Daniel Scherer1, David Hassel, Ramona Bloehs, Edgar Zitron, Katharina von Löwenstern, Claudia Seyler, Dierk Thomas, Franziska Konrad, Heiner F Bürgers, Gunnar Seemann, Wolfgang Rottbauer, Hugo A Katus, Christoph A Karle, Eberhard P Scholz.   

Abstract

BACKGROUND AND
PURPOSE: Atomoxetine is a selective noradrenaline reuptake inhibitor, recently approved for the treatment of attention-deficit/hyperactivity disorder. So far, atomoxetine has been shown to be well tolerated, and cardiovascular effects were found to be negligible. However, two independent cases of QT interval prolongation, associated with atomoxetine overdose, have been reported recently.

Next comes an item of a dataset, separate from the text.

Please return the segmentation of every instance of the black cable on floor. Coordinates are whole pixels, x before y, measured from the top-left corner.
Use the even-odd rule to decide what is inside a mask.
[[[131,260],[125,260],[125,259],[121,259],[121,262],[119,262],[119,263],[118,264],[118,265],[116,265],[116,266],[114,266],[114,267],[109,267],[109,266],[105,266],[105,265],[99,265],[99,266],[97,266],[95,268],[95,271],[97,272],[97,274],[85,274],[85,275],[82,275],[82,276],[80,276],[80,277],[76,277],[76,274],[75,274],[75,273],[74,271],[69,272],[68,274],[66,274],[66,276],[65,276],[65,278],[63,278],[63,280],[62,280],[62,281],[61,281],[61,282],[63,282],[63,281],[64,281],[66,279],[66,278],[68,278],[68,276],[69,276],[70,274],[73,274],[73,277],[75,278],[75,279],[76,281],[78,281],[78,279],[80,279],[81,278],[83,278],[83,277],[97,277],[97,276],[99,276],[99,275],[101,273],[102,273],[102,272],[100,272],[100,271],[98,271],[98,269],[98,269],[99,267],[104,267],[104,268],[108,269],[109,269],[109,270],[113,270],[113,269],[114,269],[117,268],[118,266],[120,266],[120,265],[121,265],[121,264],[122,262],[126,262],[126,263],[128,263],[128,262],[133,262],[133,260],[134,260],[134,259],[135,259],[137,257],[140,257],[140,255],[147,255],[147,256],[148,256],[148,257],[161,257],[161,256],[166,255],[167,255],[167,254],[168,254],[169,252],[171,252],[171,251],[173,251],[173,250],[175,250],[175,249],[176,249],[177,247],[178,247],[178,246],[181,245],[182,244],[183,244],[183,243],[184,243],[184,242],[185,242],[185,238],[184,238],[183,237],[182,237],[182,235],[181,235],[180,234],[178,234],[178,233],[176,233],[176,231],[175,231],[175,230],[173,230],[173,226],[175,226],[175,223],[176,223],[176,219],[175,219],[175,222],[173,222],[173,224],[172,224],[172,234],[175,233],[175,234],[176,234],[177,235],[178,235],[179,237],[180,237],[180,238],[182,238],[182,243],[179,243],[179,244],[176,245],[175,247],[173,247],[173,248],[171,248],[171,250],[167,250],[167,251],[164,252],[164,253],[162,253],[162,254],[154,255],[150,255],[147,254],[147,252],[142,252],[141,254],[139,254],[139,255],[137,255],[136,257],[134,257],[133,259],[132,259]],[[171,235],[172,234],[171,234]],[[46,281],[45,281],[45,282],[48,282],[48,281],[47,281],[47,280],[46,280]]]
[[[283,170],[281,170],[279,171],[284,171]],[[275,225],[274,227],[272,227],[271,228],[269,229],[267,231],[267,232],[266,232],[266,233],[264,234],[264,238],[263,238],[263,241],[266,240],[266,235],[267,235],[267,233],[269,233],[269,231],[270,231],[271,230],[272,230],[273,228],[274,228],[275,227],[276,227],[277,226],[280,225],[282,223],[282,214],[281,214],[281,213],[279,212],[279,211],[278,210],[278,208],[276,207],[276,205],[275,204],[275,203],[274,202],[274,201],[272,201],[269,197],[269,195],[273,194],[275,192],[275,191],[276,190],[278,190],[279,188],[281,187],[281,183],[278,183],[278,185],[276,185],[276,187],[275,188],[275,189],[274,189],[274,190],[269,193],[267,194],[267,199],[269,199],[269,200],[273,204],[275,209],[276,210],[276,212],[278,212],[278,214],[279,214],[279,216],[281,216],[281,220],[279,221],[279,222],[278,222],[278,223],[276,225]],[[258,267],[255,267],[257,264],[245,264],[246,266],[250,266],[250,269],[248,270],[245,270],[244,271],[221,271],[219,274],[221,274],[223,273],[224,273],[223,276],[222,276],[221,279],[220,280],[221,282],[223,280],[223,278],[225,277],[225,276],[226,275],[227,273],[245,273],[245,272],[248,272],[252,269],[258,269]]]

We therefore analysed acute and subacute effects of atomoxetine on cloned human Ether-à-Go-Go-Related Gene (hERG) channels. EXPERIMENTAL APPROACH: hERG channels were heterologously expressed in Xenopus oocytes and in a human embryonic kidney cell line and hERG currents were measured using voltage clamp and patch clamp techniques. Action potential recordings were made in isolated guinea-pig cardiomyocytes. Gene expression and channel surface expression were analysed using quantitative reverse transcriptase polymerase chain reaction, Western blot and the patch clamp techniques. KEY
RESULTS: In human embryonic kidney cells, atomoxetine inhibited hERG current with an IC(50) of 6.3 micromol.L(-1). Development of block and washout were fast. Channel activation and inactivation were not affected. Inhibition was state-dependent, suggesting an open channel block. No use-dependence was observed. Inhibitory effects of atomoxetine were attenuated in the pore mutants Y652A and F656A. In guinea-pig cardiomyocytes, atomoxetine lengthened action potential duration without inducing action potential triangulation. Overnight incubation with high atomoxetine concentrations resulted in a decrease of channel surface expression. CONCLUSIONS AND IMPLICATIONS: Whereas subacute effects of atomoxetine seem negligible under therapeutically relevant concentrations, hERG channel block should be considered in cases of atomoxetine overdose and when administering atomoxetine to patients at increased risk for the development of acquired long-QT syndrome.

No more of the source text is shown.